The death of an emergency room patient in December at Harbor-UCLA prompted California health officials, acting on behalf of the U.S. Centers for Medicare and Medicaid Services, to inspect the L.A. County hospital. William Harold Jones Jr., 56, was admitted to the emergency room on Dec. 22 but left the hospital before treatment was finished. His absence went unnoticed for hours before he was found dead on a sidewalk across the street.

County officials released a statement earlier this week that said they expected Harbor-UCLA to be cited for placing patients in "immediate jeopardy."

Harbor-UCLA is the third hospital owned by Los Angeles County to undergo federal scrutiny in recent months for emergency room deaths.

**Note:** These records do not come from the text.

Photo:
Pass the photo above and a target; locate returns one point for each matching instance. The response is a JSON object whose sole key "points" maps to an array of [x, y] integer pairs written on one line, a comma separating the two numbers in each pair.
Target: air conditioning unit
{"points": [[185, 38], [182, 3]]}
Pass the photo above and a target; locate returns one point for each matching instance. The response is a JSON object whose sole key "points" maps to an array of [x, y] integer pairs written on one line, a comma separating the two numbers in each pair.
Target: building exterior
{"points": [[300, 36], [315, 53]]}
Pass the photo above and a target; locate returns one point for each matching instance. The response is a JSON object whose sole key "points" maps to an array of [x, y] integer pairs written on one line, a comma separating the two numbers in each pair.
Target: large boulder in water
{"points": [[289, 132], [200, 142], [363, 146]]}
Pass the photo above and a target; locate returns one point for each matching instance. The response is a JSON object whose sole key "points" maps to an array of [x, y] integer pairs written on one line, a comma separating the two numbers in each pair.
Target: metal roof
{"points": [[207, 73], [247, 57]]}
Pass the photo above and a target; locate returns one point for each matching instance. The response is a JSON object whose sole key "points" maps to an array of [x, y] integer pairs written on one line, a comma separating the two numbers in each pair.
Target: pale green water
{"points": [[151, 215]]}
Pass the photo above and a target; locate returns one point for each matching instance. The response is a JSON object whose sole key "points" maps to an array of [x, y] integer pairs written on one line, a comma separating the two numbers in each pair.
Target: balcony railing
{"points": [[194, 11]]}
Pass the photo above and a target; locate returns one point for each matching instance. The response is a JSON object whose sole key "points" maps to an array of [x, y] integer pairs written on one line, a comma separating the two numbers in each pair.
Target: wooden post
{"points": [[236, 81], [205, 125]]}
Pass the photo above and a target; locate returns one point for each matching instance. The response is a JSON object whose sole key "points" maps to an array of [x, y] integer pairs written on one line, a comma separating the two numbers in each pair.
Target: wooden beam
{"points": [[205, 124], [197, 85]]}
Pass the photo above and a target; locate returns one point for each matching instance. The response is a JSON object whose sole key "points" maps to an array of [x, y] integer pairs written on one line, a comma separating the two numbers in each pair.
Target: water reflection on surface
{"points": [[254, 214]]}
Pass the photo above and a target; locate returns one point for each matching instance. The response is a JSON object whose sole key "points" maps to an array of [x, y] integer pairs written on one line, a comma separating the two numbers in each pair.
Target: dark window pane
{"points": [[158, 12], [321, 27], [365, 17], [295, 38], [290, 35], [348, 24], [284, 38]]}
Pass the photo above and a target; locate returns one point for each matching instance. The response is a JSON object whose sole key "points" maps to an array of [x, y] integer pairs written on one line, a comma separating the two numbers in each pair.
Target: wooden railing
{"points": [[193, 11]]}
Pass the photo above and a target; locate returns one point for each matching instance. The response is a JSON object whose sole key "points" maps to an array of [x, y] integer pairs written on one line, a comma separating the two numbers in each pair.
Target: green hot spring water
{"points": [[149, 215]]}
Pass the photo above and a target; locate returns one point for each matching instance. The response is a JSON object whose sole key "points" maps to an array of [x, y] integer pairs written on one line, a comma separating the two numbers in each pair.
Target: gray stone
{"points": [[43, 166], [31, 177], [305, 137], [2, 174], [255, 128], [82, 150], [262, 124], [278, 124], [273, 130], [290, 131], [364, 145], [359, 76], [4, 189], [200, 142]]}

"When somebody dies or somebody walks out the door and drops dead or a kid dies in the back of an ambulance, the typical press reaction is find the nurse, find the doctor, and crucify them," said Dr. Arthur Kellermann, professor and chairman of emergency medicine at Emory University School of Medicine in Atlanta. "UCLA-Harbor . . . [has] been operating right on the edge in terms of volume of care for years. There's just not any room left. This is the death spiral of American medicine, if we don't figure out what to do."

Report after report has laid out the crisis.

A review of 90,000 emergency room visits nationwide from 1997 to 2004 found that one in four heart attack patients waited almost an hour after arriving in a hospital emergency room before receiving care. Heart attack patients waited 150% longer for care by the end of the study period, or 20 minutes on average, up from eight minutes in 1997, according to the Harvard Medical School study published last month in the journal Health Affairs.